Also, students frequently face delays in special education funding, long waiting lists for additional support, and there are delays across the country in the implementation of accessibility services and programs. The accessibility of the facilities and programs of an institute of higher learning play a crucial role.


Differences in disabled student services


As disabilities vary from one person to another it can be difficult for institutions of higher learning to take into account their diversity. Hence, some students might be unable to access education facilities. Educational plans and services may not meet individual circumstances or provide the necessary support for a student with a particular disability. Students may need flexibility in exam sessions, extended deadlines for written assignments, extra time during tests, and other assistance. Some students with disabilities may need more time to understand the educational materials, especially when the college can’t provide an accessible format like Braille, digital variants accessible for screen readers, or audio versions of the material.

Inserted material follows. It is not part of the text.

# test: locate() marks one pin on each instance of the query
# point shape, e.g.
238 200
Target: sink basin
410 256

Many colleges and universities provide disability offices where students can get information about whether the institutions provide the support they need. All of this takes time, especially when you plan to apply to several institutions at once. Students must clarify much of this information before even starting their applications. The normal challenge of pursuing higher education becomes even more difficult.


Attitudes and awareness about the needs of disabled students


Colleges may lack support staff for disabled students who can understand their needs. According to recent research, teaching staff have more positive attitudes toward students with physical disabilities than students with emotional disorders or learning disabilities. Not viewing emotional disorders and learning disabilities as true disabilities lends itself to problems as barriers to education that are not seen as barriers are not always willingly removed.

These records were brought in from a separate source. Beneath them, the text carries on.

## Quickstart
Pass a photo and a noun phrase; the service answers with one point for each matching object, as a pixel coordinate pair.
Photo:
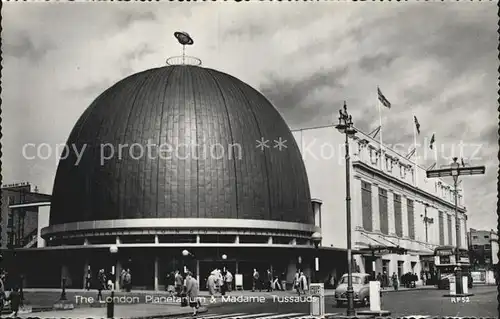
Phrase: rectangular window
(411, 219)
(450, 236)
(384, 216)
(366, 204)
(398, 217)
(441, 228)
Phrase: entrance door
(400, 268)
(369, 269)
(206, 267)
(246, 269)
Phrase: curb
(170, 315)
(404, 290)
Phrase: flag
(411, 153)
(432, 141)
(383, 99)
(375, 132)
(417, 125)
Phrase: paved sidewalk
(121, 311)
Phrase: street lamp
(455, 171)
(113, 249)
(316, 239)
(186, 253)
(346, 127)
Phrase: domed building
(183, 167)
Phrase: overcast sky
(437, 61)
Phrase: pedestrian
(303, 283)
(269, 281)
(296, 282)
(192, 292)
(211, 284)
(385, 279)
(2, 291)
(379, 279)
(101, 283)
(229, 281)
(256, 282)
(127, 280)
(122, 279)
(223, 286)
(395, 281)
(88, 279)
(15, 301)
(179, 283)
(276, 283)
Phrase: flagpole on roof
(415, 148)
(380, 120)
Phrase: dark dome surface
(179, 106)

From the broader view, sometimes college communities and teaching staff lack awareness about people with disabilities. Some students who need additional support and care who don’t show obvious physical disabilities are not given the help and support they really need. Teachers may be impatient with students with disabilities. Moreover, some students who have disabilities are members of socially disadvantaged groups and, therefore, experience even more discrimination and negative attitudes.


In many cases, students with disabilities don’t know their rights and don’t stand up for themselves. Students are sometimes shy to ask for the things that would help them, such as note-taker support, audio recording during lectures, or laptop use during classroom work.

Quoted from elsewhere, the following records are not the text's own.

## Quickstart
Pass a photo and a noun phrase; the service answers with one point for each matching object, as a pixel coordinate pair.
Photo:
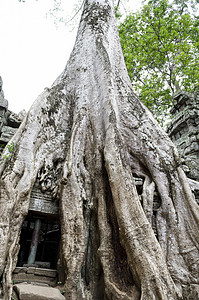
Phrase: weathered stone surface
(45, 276)
(32, 292)
(184, 131)
(7, 133)
(191, 292)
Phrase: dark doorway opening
(46, 242)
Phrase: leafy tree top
(161, 49)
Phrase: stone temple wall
(184, 131)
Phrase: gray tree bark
(92, 135)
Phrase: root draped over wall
(95, 133)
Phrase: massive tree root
(85, 139)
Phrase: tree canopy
(161, 49)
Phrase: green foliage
(161, 50)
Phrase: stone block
(46, 272)
(32, 292)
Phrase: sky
(33, 49)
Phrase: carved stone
(184, 131)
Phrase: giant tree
(160, 46)
(87, 137)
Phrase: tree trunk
(92, 135)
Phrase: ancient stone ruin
(184, 132)
(38, 260)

Lack of adequate staff training


College staff should be ready to develop policies and organize processes that speed up the accessibility and accommodation for students with disabilities. A lack of staff training can lead to insufficient support for students with disabilities during the application process and through the educational year.


The aim of such training lies in developing empathy and understanding of students with various disabilities and acquiring progressive strategies to help them adapt to the educational process. In fact, every college should have a student agency or a team of counselors who advocate the needs of students with disabilities and help foster the implementation of adequate support.


Wrapping Up


Students with disabilities still face a lot of financial, physical, technological, attitudinal, and social troubles along their way to pursuing higher education. Inclusion is something that modern society should focus on, and colleges, in particular, should implement effective solutions and support for students with disabilities. Close collaboration with students with disabilities will ensure that their needs are met, and sharing their experiences with other students will help foster positive attitudes.